この後、わたしたちはキリストの復活と昇天における各面を見てみましょう。
復活におけるキリスト
復活の初穂――コリント人への第一の手紙第十五章二〇節は言います、「キリストは死人の中から復活させられて、眠りについた人たちの初穂となられました」。キリストは復活の初穂として死人の中から最初に起き上がられた方でした。このことはレビ記第二三章十節と十一節で、安息日の翌日、復活の当日に(マタイ二八・一)、神にささげられた初穂によって予表されていました。
死人の中から最初に生まれた者――コロサイ人への手紙第一章十八節は言います、「御子は、召会であるからだのかしらです.彼は初めであり、死人の中から最初に生まれた方です.それは彼ご自身が、万物のうちで第一位となるためです」。キリストが「死人の中から最初に生まれた方」であるとは、彼が復活における新創造、キリストのからだである召会のためであるということです。復活における最初の者として、キリストはからだのかしらであり、召会の中で第一位です。
力の中で神の御子と明示された――ローマ人への手紙第一章四節は、キリストは「聖別の霊によれば、死人の復活から、力の中で神の御子と明示された」と言います。キリストが肉体と成り復活する以前、キリストはすでに神の御子でした。しかし、マリアから生まれた、人の性質を伴ったイエスのその部分は神の御子ではありませんでした。復活によって、キリストは力の中で、彼の人の性質、彼の人性を聖別し、引き上げ、また彼は、復活によって人性を持つ神の御子として明示されたのです(使徒十三・三三、ヘブル一・五)。この意味で、復活はキリストを、神の御子として明示しました。

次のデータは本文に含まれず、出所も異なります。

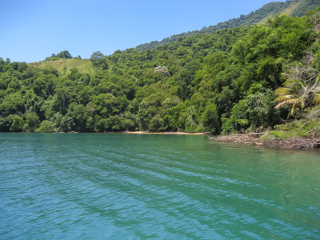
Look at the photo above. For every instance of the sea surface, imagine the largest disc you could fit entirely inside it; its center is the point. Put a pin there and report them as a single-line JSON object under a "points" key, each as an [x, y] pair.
{"points": [[118, 186]]}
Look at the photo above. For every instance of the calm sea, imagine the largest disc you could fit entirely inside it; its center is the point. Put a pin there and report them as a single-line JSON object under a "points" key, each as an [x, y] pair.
{"points": [[117, 186]]}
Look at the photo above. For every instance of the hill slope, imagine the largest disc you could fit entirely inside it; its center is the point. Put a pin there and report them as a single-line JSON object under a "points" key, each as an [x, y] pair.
{"points": [[290, 7], [65, 65]]}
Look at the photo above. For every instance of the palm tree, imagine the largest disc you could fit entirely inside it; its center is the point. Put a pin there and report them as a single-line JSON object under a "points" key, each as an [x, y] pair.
{"points": [[301, 89]]}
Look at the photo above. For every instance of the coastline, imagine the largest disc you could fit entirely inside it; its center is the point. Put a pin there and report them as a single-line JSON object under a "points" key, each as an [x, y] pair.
{"points": [[254, 139]]}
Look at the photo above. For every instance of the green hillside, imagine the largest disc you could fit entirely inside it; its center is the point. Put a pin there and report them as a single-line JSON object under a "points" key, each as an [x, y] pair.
{"points": [[65, 65], [290, 8], [244, 79]]}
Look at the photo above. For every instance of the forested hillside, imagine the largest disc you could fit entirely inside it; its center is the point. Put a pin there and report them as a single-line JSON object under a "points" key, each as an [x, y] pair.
{"points": [[290, 7], [239, 79]]}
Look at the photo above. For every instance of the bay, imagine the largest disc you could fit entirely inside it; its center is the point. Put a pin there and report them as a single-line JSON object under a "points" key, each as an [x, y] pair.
{"points": [[121, 186]]}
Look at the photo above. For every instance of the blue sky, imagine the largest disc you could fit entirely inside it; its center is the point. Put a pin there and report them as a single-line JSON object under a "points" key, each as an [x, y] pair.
{"points": [[32, 30]]}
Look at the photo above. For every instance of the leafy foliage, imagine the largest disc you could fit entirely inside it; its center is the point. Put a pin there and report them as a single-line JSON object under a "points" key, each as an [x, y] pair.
{"points": [[217, 82]]}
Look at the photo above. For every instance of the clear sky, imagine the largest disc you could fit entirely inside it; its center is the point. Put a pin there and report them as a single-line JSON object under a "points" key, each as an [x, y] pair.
{"points": [[31, 30]]}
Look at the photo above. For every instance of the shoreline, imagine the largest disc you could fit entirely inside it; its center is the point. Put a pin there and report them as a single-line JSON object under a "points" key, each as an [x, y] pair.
{"points": [[254, 139]]}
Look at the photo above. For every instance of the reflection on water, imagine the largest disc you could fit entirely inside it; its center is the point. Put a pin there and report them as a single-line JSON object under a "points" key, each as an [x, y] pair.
{"points": [[114, 186]]}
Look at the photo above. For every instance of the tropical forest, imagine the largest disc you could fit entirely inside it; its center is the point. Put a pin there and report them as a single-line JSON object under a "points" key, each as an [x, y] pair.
{"points": [[247, 78]]}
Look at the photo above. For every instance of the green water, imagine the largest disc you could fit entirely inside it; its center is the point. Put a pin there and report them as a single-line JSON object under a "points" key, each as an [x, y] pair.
{"points": [[115, 186]]}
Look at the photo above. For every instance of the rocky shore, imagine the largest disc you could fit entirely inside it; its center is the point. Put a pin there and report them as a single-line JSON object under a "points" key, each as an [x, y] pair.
{"points": [[255, 139]]}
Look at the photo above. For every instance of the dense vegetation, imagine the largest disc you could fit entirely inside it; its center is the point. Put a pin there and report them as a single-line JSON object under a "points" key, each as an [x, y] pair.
{"points": [[290, 7], [226, 81]]}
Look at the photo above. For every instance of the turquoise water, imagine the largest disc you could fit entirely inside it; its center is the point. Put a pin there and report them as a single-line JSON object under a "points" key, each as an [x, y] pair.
{"points": [[115, 186]]}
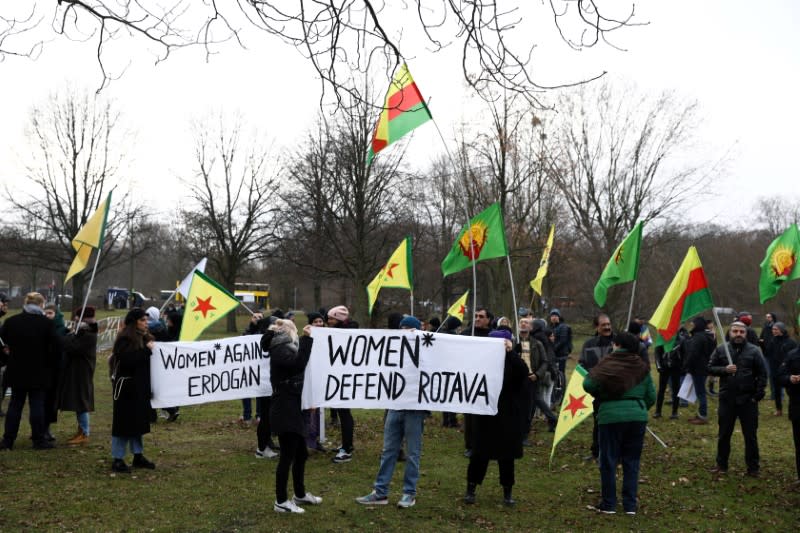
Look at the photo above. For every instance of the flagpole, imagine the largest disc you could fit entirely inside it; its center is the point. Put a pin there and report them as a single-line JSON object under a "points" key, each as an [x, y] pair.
{"points": [[469, 230], [513, 291], [722, 335], [88, 290], [630, 307]]}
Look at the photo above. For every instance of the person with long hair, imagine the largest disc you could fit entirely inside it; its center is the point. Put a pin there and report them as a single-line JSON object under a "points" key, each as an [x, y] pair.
{"points": [[288, 357], [130, 376], [622, 384]]}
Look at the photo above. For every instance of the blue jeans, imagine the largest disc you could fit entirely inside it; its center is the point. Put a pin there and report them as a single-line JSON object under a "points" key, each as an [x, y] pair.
{"points": [[700, 390], [620, 443], [119, 445], [399, 424], [83, 421]]}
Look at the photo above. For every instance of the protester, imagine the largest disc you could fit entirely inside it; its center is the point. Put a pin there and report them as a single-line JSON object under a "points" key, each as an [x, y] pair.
{"points": [[499, 437], [32, 351], [339, 317], [399, 425], [483, 319], [742, 383], [622, 383], [288, 357], [777, 349], [76, 387], [130, 371], [789, 377], [699, 348]]}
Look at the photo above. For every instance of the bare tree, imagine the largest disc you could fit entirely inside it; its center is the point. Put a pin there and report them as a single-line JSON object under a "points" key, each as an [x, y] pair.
{"points": [[73, 169], [231, 220], [337, 38]]}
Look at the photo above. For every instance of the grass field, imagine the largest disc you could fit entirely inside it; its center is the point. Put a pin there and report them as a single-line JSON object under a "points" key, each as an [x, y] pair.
{"points": [[207, 479]]}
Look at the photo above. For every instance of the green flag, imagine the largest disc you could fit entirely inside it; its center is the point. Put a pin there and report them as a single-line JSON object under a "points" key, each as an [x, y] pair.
{"points": [[622, 267], [780, 263], [488, 241]]}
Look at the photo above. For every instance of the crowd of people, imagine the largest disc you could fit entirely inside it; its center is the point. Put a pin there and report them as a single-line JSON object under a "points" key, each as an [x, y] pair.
{"points": [[52, 368]]}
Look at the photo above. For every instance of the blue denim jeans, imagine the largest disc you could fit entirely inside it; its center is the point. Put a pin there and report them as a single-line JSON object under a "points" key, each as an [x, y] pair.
{"points": [[620, 443], [399, 425], [700, 390], [120, 444]]}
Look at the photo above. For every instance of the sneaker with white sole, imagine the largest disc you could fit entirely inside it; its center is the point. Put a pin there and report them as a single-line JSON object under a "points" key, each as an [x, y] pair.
{"points": [[373, 499], [342, 456], [266, 453], [287, 507], [407, 501], [308, 498]]}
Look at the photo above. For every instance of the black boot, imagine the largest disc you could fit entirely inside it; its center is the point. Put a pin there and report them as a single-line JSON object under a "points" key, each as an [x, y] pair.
{"points": [[469, 496], [507, 499]]}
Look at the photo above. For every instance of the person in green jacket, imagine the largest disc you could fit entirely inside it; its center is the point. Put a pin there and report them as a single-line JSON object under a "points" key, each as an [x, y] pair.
{"points": [[622, 385]]}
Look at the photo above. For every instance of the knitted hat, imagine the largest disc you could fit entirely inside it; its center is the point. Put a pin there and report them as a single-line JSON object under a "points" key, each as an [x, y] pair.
{"points": [[339, 312], [410, 322], [133, 315]]}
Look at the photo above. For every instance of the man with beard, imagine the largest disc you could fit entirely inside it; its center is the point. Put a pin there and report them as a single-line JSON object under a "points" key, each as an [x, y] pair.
{"points": [[743, 379]]}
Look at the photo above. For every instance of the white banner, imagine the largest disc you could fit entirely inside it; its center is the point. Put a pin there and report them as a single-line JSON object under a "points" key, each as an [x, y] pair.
{"points": [[186, 373], [403, 369]]}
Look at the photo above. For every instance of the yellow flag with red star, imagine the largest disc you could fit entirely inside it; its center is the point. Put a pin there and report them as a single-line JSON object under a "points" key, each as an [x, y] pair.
{"points": [[206, 303], [459, 308], [395, 274], [575, 407]]}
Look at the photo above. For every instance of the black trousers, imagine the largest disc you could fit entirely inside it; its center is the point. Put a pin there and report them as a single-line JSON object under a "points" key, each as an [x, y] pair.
{"points": [[293, 456], [747, 414], [671, 377], [476, 471], [263, 431]]}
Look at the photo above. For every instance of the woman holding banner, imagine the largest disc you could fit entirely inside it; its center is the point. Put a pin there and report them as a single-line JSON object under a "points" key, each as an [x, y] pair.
{"points": [[288, 357]]}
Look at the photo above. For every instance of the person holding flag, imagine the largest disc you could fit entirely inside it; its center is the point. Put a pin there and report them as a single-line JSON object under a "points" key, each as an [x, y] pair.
{"points": [[621, 382]]}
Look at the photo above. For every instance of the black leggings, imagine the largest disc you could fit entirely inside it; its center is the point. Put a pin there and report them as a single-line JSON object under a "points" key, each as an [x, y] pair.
{"points": [[476, 471], [293, 455]]}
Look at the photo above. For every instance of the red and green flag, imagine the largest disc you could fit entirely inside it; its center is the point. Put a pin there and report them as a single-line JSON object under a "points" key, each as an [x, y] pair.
{"points": [[780, 263], [688, 295], [403, 110], [483, 238], [622, 267]]}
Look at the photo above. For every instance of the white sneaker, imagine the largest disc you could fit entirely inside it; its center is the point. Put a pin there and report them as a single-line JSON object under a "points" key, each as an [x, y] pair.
{"points": [[266, 453], [308, 498], [287, 507]]}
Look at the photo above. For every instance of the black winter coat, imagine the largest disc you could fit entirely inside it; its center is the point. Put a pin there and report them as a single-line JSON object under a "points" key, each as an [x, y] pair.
{"points": [[698, 349], [34, 351], [131, 388], [76, 387], [750, 380], [287, 366], [500, 436], [789, 368]]}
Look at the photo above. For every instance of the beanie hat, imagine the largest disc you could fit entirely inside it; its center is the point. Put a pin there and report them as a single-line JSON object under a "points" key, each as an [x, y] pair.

神の長子――使徒行伝第十三章三三節は、人なるイエスにとって復活は誕生であったことを啓示しています。彼は復活の中で神から生まれ、多くの兄弟たちの中で長子となりました。ローマ人への手紙第八章二九節の「長子」という言葉には、神の長子以外に子たちがいることを示しています。ヘブル人への手紙第二章十節は多くの子たちと言います。復活の中で、キリストは召会を構成する彼の兄弟たちの所に来られ、御父の名を彼らに明らかに示しました(ヘブル二・十二)。キリストにある信者として、わたしたちはみな神の子たちであり、神の長子の多くの兄弟たちです。
命を与える霊――キリストの復活は、彼が命を与える霊へと変貌して、彼の信者たちの中に入ることでした。コリント人への第一の手紙第十五章四五節後半によれば、最後のアダム、キリストは命を与える霊と成られました。彼が復活した日、キリストは弟子たちの中に息を吹きかけて言われました、「聖霊を受けよ」(ヨハネ二〇・二二)。ここの聖霊のギリシャ語「ニューマ」は霊、また息をも意味します。これは、主が霊また息として弟子たちに来られたことを示します。今日、キリストは「霊なる(ニューマティックな)キリスト」です。それは、彼が神聖な息で満ちていることを意味します。車のタイヤが空気で満ちているように、すべてのクリスチャンも天の息で満ちているべきです。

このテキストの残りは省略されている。